Whatever the factors contributing to any gulf of aspirations may not be static too. Therefore, peace can not be frozen with an accord. It is a more dynamic phenomenon orchestrated by co-existence of continuously changing conflicting human aspirations. What are identified as Tamil aspirations today maybe different in twenty years from now. The Sinhalese who choose to accept Colombo-centric decision making and development may choose another model in twenty years. What is important therefore, is to have an administrative structure that recognizes and facilitates the co-existence of ideologically and culturally different people with well articulated aspirations within the small island of Sri Lanka at any given time. What is dangerous is to be dishonest in the process of reconciling any gulf of aspirations if at all. In this regard, the Government should avoid duplicity of engagement as much as possible. For instance, the Government held secret discussions with the Darusman committee while using its appointment by the UN secretary general to do Nationalistic local politics overlooking the danger that the credibility of LLRC would be eroded as a result. Moreover, the Government could be more sensitive to the sentiments of those who lost their loved ones in the last phase of the war.

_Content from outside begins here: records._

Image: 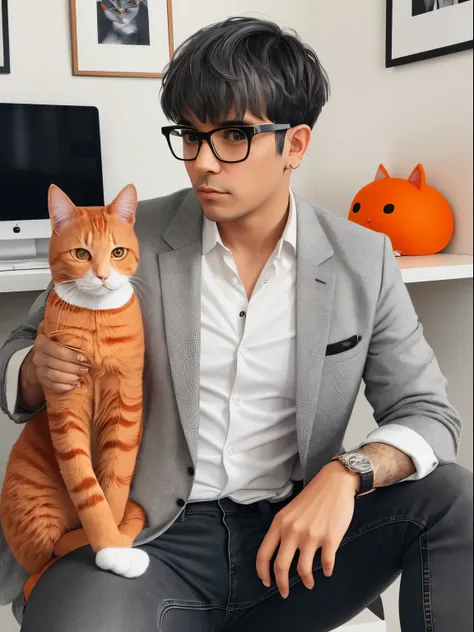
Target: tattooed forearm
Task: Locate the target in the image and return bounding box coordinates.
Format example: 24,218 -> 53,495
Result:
357,443 -> 416,487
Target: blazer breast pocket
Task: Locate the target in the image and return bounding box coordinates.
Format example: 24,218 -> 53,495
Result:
326,334 -> 362,360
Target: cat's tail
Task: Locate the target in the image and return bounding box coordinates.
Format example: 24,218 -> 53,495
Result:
23,499 -> 147,601
54,499 -> 146,556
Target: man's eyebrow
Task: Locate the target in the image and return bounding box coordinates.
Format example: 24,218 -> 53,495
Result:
219,119 -> 254,127
178,118 -> 255,129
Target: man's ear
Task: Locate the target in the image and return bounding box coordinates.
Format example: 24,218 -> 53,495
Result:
48,184 -> 79,235
287,125 -> 312,169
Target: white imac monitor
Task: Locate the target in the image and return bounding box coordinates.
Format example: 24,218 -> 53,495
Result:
0,103 -> 104,261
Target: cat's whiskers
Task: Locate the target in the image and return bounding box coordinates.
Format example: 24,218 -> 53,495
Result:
128,277 -> 147,305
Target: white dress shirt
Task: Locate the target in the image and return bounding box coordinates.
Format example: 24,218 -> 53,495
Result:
7,192 -> 438,504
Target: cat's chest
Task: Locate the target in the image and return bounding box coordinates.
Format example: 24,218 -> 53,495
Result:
45,297 -> 143,371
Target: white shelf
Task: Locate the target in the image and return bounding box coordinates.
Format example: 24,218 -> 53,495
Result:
0,254 -> 473,293
0,268 -> 51,293
397,254 -> 473,283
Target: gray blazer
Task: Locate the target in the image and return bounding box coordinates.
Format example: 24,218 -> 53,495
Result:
0,190 -> 461,604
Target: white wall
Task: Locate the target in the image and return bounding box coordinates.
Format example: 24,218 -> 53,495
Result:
0,0 -> 473,632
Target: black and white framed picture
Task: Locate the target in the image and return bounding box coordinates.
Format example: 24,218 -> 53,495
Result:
385,0 -> 474,68
70,0 -> 174,77
0,0 -> 10,75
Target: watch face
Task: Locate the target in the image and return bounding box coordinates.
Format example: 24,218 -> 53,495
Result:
347,454 -> 373,474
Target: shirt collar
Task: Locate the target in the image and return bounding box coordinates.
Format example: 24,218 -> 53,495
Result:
202,189 -> 297,257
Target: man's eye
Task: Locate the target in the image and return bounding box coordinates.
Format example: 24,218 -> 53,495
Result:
183,132 -> 198,145
224,129 -> 247,143
73,248 -> 91,261
112,247 -> 128,259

Finally, any reconciliation process should address the legitimate concern of those who do not wish to see separation of Sri Lanka into two or more states. Just like gravity keeps locally chaotic water bouncing off rocks in a waterfall, co-existence of conflicting ideologies in any devolved administrative structure should have its own chaotic dynamics within a single national identity which can be more effectively sustained by fostering trade links among regions and by strengthening the notion of citizenship, rule of law, justice, and respect for human rights than by an enforced sense of stability in a centralized regimented system.